The BBC has the disturbing details of a young boy's brutal murder at the hands of emboldened radicals:
He was 14 years old, but with no schooling possible because of the war he was usually to be found on the busy main thoroughfare through Shaar, selling the thick, sweet coffee they prefer here.
One day last month, someone asked him for a free cup. "Not even if the Prophet himself returns," he had replied, laughing. That remark was a death sentence.
It was overheard by three armed men. They dragged him to a car and took him away. Half-an-hour later, a badly beaten Mohammed was dumped back in the road by his cart.
The men, showing no fear that anyone would question what they were doing, summoned a crowd with shouts of "Oh People of Aleppo. Oh people of Shaar." Their bellows alerted Mohammed's mother.
Recalling what happened next, she buries her face in her hands and weeps.
"One of them shouted: 'Whoever insults the Prophet will be killed according to Sharia'," she told me.
"I ran down barefoot to the streets. I heard the first shot. I fell to the ground when I got there.
"One of them shot him again and kicked him. He shot him for a third time and stamped on him.
"I said: 'Why are you killing him? He's still a child!' The man shouted: 'He is not a Muslim - leave!'"
This sad story is one of the many implications of expanded rebel control throughout the country, the locals explain:
"We have no freedom left," says Mohammed's older brother, Fouad.

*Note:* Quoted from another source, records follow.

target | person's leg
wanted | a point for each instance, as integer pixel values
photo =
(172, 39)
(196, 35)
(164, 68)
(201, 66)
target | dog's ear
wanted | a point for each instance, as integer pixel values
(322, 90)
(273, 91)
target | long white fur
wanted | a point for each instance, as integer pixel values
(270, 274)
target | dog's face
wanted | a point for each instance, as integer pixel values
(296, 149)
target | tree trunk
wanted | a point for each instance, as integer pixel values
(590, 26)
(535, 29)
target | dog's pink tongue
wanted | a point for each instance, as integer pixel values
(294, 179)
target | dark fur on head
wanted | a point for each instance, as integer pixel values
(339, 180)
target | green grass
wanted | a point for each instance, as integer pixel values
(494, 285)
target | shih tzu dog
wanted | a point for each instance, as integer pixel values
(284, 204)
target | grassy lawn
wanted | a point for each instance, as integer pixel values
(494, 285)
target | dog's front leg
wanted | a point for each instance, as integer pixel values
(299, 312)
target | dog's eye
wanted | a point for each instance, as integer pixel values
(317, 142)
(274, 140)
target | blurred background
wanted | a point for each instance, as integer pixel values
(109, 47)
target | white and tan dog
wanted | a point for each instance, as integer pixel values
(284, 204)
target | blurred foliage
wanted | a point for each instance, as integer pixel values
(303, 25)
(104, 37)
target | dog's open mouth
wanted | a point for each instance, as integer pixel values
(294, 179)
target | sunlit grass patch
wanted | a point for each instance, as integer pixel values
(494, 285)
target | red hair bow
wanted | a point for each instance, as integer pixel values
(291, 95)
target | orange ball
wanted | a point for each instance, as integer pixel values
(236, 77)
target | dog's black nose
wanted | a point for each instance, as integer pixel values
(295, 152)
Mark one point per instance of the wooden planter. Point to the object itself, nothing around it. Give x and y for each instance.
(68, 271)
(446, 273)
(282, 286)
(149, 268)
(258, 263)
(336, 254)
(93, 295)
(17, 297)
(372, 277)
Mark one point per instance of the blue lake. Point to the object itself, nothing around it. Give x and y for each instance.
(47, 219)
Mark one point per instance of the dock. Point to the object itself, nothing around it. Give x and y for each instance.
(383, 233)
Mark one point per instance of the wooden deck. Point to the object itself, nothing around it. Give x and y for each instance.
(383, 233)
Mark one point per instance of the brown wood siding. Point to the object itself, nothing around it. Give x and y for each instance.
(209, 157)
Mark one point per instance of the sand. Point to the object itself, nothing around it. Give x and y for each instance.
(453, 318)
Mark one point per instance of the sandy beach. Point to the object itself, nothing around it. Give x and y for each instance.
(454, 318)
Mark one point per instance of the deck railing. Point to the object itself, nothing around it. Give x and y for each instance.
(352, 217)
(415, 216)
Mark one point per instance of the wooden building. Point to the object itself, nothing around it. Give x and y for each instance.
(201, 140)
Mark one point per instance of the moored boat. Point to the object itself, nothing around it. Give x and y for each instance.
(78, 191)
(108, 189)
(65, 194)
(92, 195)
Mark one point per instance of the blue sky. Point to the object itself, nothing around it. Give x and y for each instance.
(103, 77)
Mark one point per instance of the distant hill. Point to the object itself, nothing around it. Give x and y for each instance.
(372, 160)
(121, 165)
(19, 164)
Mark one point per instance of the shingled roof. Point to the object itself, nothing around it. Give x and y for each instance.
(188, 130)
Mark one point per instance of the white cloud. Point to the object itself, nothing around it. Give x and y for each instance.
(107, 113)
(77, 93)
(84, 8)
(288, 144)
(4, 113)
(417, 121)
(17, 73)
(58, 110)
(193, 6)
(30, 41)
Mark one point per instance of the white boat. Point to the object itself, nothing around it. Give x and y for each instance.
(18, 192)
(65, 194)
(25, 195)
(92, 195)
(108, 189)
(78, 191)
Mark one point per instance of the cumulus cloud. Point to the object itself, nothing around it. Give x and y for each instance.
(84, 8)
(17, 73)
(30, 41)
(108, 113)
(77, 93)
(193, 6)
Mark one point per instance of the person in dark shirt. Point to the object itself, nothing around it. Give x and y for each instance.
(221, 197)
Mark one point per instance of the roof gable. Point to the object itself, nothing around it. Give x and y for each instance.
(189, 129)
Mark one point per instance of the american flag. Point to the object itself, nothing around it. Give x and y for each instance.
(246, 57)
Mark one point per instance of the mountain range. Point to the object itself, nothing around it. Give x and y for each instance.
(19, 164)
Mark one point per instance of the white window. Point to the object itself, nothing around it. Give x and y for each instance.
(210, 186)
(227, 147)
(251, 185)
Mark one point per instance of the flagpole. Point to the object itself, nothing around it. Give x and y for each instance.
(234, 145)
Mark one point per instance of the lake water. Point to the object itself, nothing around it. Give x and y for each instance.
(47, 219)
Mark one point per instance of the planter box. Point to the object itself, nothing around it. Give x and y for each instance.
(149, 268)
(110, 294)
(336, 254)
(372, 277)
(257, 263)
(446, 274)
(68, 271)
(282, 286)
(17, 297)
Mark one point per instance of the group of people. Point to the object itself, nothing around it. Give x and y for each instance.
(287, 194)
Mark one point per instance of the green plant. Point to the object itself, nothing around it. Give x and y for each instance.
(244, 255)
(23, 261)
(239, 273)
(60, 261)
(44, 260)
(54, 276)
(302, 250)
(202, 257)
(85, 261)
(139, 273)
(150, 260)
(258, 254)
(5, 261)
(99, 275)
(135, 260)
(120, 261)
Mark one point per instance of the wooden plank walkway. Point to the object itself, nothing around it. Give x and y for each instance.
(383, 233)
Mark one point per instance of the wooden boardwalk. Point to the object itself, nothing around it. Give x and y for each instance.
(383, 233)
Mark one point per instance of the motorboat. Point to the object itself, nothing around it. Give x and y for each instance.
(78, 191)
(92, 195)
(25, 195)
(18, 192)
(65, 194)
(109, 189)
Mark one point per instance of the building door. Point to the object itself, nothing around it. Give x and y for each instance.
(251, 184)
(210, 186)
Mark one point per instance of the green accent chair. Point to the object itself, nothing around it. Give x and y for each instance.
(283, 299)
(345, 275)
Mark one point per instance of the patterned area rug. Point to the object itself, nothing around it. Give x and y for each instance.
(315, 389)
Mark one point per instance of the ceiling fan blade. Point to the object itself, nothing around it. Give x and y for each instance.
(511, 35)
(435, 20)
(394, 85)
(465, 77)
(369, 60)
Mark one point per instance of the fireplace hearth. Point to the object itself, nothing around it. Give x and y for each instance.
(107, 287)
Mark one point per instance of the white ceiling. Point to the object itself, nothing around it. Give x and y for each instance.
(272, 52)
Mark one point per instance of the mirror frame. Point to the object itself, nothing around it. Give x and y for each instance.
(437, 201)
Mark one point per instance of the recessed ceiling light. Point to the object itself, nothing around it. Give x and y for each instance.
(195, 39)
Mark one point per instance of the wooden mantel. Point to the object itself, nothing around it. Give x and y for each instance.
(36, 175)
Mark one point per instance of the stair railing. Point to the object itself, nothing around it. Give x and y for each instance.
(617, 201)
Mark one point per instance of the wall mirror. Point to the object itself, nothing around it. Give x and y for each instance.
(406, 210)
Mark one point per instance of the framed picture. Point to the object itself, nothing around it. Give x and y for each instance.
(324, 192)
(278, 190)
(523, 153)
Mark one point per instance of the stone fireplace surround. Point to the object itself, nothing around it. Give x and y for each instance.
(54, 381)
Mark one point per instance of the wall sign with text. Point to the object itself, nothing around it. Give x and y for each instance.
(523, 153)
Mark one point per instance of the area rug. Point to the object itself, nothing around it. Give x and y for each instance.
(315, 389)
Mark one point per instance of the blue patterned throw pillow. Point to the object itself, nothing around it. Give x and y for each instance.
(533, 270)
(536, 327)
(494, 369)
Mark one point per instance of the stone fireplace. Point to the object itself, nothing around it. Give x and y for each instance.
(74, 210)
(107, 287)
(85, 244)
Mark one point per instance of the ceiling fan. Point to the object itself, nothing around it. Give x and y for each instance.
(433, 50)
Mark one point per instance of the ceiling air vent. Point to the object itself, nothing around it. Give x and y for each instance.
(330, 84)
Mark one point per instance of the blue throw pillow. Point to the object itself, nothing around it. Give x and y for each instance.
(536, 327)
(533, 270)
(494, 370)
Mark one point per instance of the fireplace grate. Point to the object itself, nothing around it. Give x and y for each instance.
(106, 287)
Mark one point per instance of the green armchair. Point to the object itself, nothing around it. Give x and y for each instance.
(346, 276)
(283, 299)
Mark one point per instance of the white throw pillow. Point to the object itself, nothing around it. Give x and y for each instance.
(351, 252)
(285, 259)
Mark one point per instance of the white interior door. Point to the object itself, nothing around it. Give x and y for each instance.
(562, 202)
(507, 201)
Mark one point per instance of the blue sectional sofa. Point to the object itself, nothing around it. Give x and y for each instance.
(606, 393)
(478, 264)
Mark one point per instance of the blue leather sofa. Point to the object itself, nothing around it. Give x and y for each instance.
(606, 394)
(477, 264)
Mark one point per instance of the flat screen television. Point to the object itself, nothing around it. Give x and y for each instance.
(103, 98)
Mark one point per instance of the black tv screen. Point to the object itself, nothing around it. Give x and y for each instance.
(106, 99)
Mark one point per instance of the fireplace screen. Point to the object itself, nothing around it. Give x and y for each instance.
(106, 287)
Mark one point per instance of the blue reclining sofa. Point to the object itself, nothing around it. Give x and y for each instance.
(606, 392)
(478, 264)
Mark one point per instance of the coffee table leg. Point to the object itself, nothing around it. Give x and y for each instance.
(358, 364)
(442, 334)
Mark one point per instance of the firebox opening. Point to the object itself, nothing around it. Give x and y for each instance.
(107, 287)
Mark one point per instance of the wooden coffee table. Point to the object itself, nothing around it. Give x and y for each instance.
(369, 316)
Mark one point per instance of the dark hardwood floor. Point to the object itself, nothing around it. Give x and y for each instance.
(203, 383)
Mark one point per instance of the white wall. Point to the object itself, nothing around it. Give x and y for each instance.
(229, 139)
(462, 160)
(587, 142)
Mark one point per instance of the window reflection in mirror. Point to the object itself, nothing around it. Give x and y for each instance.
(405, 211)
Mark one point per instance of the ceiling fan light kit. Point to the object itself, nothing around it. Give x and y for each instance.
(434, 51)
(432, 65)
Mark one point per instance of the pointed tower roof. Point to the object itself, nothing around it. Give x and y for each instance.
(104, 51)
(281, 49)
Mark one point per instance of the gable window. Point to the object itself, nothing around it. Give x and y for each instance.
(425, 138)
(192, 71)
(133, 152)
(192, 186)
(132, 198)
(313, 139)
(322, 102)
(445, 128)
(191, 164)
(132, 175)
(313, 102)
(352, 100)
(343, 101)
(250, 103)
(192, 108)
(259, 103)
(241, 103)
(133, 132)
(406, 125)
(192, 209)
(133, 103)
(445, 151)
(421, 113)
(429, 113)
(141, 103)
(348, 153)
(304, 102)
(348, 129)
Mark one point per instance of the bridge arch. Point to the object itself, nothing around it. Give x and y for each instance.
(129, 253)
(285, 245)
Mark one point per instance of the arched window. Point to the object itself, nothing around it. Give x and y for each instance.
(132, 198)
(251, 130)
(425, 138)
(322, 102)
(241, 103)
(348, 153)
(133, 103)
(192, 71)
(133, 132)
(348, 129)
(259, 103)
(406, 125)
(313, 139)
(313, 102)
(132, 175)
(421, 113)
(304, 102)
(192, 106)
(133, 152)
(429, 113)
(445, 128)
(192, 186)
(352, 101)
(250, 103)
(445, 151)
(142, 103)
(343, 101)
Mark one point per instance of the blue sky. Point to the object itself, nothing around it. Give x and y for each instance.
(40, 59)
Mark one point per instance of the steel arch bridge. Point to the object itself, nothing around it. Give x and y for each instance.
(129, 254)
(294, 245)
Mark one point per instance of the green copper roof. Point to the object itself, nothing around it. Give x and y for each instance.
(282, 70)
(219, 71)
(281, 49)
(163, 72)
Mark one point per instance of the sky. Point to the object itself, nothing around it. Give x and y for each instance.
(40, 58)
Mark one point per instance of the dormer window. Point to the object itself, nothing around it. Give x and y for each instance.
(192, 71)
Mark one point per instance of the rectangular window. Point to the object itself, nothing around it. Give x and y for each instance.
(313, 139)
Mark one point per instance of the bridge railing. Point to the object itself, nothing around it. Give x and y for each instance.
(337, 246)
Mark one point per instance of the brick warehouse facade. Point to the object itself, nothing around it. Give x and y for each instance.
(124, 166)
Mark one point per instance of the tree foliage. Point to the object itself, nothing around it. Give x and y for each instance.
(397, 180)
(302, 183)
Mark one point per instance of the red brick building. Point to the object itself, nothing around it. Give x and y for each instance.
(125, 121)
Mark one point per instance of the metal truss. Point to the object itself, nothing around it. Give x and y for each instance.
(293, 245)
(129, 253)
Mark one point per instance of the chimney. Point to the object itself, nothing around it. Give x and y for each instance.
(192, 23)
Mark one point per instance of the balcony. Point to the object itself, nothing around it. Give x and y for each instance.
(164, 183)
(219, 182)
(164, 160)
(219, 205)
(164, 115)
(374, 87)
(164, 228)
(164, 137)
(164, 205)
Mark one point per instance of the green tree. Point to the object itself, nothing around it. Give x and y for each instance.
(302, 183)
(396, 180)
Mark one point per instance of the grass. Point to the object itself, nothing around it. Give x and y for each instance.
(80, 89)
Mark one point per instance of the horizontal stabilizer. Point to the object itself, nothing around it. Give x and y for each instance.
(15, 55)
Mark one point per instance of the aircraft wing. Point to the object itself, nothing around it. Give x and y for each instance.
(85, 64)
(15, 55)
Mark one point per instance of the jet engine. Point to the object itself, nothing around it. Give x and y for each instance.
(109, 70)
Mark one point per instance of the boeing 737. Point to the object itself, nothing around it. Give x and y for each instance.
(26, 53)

"We had it when the rebels first took over in Aleppo but now we have nothing. What we have instead are countless [Sharia] committees, each following its own interpretation of religion." [...]
"We did not hope for what we have come to today," said Lyas Kadouni, an activist interviewed by BBC Arabic.
"The names of [rebel] brigades tell you how people think now - names like 'Lovers of the Prophet Brigade' and so on. It is not necessary to throw religion into every corner of your life. This is killing our revolution."